Vous trouverez cela peut-être honteux de censurer des comics, mais c’était pourtant le but de cette organisation réactionnaire. Si de nos jours, les mal informés aiment blâmer les jeux vidéo pour les malheurs du monde, dans les années 50, c’étaient les comics qui étaient le bouc émissaire de la délinquance chez les jeunes. Ainsi apparaît la Comics Code Authority ! Retour sur cet épisode troublant de l’histoire des comics.

 

Alors qu’est-ce que c’est que la Comics Code Authority ? Son but est avant tout de réguler le genre d’histoires, d’images, de langage et de personnages utilisés dans les comics. Elle établit un code, un peu à l’image de celui de la Motion Picture Association of America (vous savez, les PG-13 pour les moins de 13 ans et les R rouges pour les moins de 17), mais bien moins perméable puisqu’elle vise à modifier le produit de base et non seulement à le classifier pour la distribution en salle ou en kiosque. Avec la CCA, les éditeurs de comics devaient jouer dans les règles s’ils voulaient obtenir le fameux sticker qui certifiait que le comics était autorisé par l’organisation.

 

 

Dans les années 50, la délinquance juvénile est vue comme un symptôme du manque de respect par rapport à l’autorité. Alors que les comics des années 40 étaient surtout connus pour leurs super-héros, ceux du début des années 50 se penchent davantage vers le crime et l’horreur. Beaucoup d’artistes s’y donnent à coeur joie et sont publiées des histoires assez violentes qui feraient pâlir même les films les plus gore que l’on peut voir actuellement. Derrière cela, il y avait pourtant bien souvent des histoires riches de sens et captivantes, à la limite du fantastique et conservant une aura lovecraftienne.

Quoi qu’il en soit, pour les parents et les communautés religieuses, les comics avec ce genre de thèmes étaient la source du mal. La fameuse « perversion de la jeunesse » qui ressort tous les 25 ans sous une forme différente, mais qui n’est au final qu’une chimère. Les scandales se multiplient et l’opinion publique fait de plus en plus savoir son mécontentement par rapport à ces histoires de crimes et de violence. En 1954, Fredric Wertham, un psychiatre américain, publie Seduction of the Innocent, qui tend à prévenir la population des effets néfastes des comics sur la jeunesse. Pour lui, « Hitler était un débutant en comparaison de l’industrie du comics ». Pourtant, c’est bien son camp qui pratiquera les autodafés de comics.

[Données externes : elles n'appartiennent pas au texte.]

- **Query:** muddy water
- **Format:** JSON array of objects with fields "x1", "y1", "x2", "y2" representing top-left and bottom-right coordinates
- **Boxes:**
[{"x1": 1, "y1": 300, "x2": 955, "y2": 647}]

Suite à cela, et reprenant beaucoup de thèmes abordés dans le livre, l’Association of Comics Magazine Publishers établit la Comics Code Authority.

 

 

Comme on vous le disait, le phénomène n’est pas nouveau puisque la CCA base son code sur celui de William Hays, qui existait depuis 1930 et concernait les films produits à Hollywood. Le code pour les comics vise trois grands sujets : la violence, l’horreur et le sexe. Tout ce qui s’y rapproche de près ou de loin devait être évité ou interdit. Il est cependant à noter que la CCA est formée avant tout par les éditeurs eux-mêmes qui fondent l’organisation pour empêcher que le gouvernement s’en charge lui-même de façon plus stricte. Les règles qui sont imposées ne sont cependant pas appréciées de la communauté des maisons d’édition, mais c’était, à l’époque, le choix le moins strict.

Alors dans les faits, qu’est-ce qui était interdit ? Prenons quelques exemples : « Aucun comics ne doit faire état des méthodes utilisées pour commettre un crime. […] Les policiers, juges et membres du gouvernement ne devront jamais être représentés de façon irrespectueuse. […] Quoi qu’il arrive, le bien devra toujours triompher du mal et le méchant devra être puni pour ses crimes. […] Le mot ‘crime’ ne devra jamais apparaitre seul sur la couverture. » Ça commence à faire pas mal et à ressembler aux règles d’un État totalitaire, n’est-ce pas ? Mais vous allez voir, c’est loin d’être fini.

 

 

Non contente de toutes ces règles sur les institutions, la CCA en rajoute plusieurs couches sur les titres et les thèmes abordés : « Aucun comics ne pourra utiliser le mot ‘horreur’ ou ‘terreur’ dans son titre. […] Toutes scènes d’horreur, de bain de sang, de gore, de luxure, de sadisme ou masochisme ne seront pas autorisées. […] L’obscénité, les insultes à la religion, la vulgarité, les mots ou symboles avec un sens indésirable seront interdits. […] La nudité est interdite. […] Tous les personnages devront être habillés de façon raisonnable à la société. […] Les femmes ne doivent pas être dessinées avec une exagération de certaines qualités physiques. »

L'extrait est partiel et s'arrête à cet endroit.